A Bag of Marbles by Joseph Joffo and Vincent Baily is a historical graphic novel for tweens and teens. In 1941 in occupied Paris, brothers Maurice and Joseph play a last game of marbles before running home to their father's barbershop. With the German occupation threatening their family's safety, the boys' parents decide Maurice and Joseph must disguise themselves and flee to their older brothers in the free zone. Surviving the long journey will take every scrap of ingenuity and courage they can muster. If they hope to elude the Nazis, they must never, under any circumstances, admit to being Jewish. During their travels, the boys face threats from strangers and receive unexpected help. Based on an autobiographical novel by Joseph Joffo and adapted with the author's input, this true story offers a harrowing but inspiring glimpse of a childhood cut short.
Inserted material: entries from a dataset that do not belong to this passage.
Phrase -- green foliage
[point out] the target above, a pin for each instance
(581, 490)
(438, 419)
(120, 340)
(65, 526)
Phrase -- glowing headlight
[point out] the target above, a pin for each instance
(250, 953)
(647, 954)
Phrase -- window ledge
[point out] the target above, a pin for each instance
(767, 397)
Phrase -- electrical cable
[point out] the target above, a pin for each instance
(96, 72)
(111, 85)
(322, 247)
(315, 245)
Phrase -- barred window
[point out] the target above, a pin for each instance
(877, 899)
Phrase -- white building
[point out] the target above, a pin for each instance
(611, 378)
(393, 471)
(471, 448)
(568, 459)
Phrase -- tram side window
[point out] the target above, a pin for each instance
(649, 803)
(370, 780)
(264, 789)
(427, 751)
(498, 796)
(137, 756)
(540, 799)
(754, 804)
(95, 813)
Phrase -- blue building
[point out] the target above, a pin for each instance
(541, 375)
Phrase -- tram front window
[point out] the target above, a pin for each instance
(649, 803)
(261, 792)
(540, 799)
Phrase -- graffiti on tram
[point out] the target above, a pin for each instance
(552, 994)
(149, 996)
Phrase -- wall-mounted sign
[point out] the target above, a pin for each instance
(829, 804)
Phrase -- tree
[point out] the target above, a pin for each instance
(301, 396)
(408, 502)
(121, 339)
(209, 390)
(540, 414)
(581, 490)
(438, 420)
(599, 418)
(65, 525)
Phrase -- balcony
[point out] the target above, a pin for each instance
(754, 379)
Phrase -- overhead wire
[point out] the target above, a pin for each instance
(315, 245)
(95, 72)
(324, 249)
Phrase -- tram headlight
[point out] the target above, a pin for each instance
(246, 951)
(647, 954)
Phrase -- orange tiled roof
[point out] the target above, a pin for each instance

In A Bag of Marbles, Joseph Joffo tells the story of his childhood, a story that touches the heart. I am not a person that enjoys reading about the horrors and persecution people have inflicted on each other. However, for some reason I picked this up. It took me a couple tries to read it, mainly because I had to be in the right mindset to deal with the WWII era. However, as soon as I really got started I was impressed with Vincent Baily's watercolor style artwork and the way the story was told through those illustrations as well as Jaffo's words. I think this is a great resource for bringing home the facts of the Holocaust to middle grade and older readers. The story of these boys is something that they can connect with and make the history that we think we know much more poignant. This is not the typical narrative, not what you generally get when you pick up a book about children in WWII, and I think that makes it that much more touching and interesting. I am interested in reading the memoir from Jaffo, which this graphic novel was adapted from, to see how the two compare.

I would highly recommend A Bag of Marbles to readers that are interested in the WWII era and the realities of what some of the luckier Holocaust survivors went through. I think this would be a great classroom resource when discussing the time and war, in order to make the dates and words in the history books mean a little more to students.